Christmas Season

“When you can no longer stand, kneel.”  While driving to a Christmas play date yesterday I saw this on a board outside a church.  Must have been God’s way of getting through to me.  This particular Christmas season has been extremely stressful physically, financially and socially.  It seems I have not been able to sit down and enjoy it and reflect on the Christmas season. Instead I feel I am being pulled into 10 different directions while having my checking account drained at the same time.  Every Christmas I seem to be on the verge of a nervous breakdown.

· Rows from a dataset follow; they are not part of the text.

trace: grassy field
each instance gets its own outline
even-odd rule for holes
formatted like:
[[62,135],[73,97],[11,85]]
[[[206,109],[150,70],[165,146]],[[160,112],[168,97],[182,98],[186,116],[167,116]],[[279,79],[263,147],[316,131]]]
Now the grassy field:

 We live in an area that is deeply divided among the haves and have nots. We tend to lean towards the have nots, but we seemed to be surrounded by the haves. Especially when we go to play dates. Our family lives in a house that is now 27 years old. Our appliances are old and something always seems to be breaking. We still have a big box 32 inch TV and we do not have cable. My daughter does not get every toy she wants. I don’t get new clothes very often and I am happy when my Jeep and my husband’s Jetta starts up every day. I am thankful for the house we live in and knowing we will always have a roof over our head.  How do I know that?  The house is owned by my parents and paid in full.
We struggle every day for me to stay home with Opal.  Why don’t I go back to work?  The main reason I don’t go back to work is I didn’t make a lot of money before I had Opal.  My paycheck would pay for childcare and that is about it.
Going to play dates and seeing the nice houses, cars and toys is always tough on me because I feel like we are lacking in some areas.  Yesterday at the play date there were a lot of questions about what toys were bought for the kids and so on. The laundry list of things that were purchased for the kids was insane.  Growing up we got 1-2 presents each and that was it.  My parents didn’t make a lot of money and the way father describes it now some months he had to rob Peter to pay Paul.  My father worked in the same job for over 30 years at the USDA and my mother was a school teacher. He had a good job, but it wasn’t always enough to live in this area. We were always happy though and looking back I never felt like I missed out.

I want Opal to grow up with the same ideas that ‘stuff’ does not make you happy.  As a family we try to put an emphasis on making memories and spending time together instead of material things.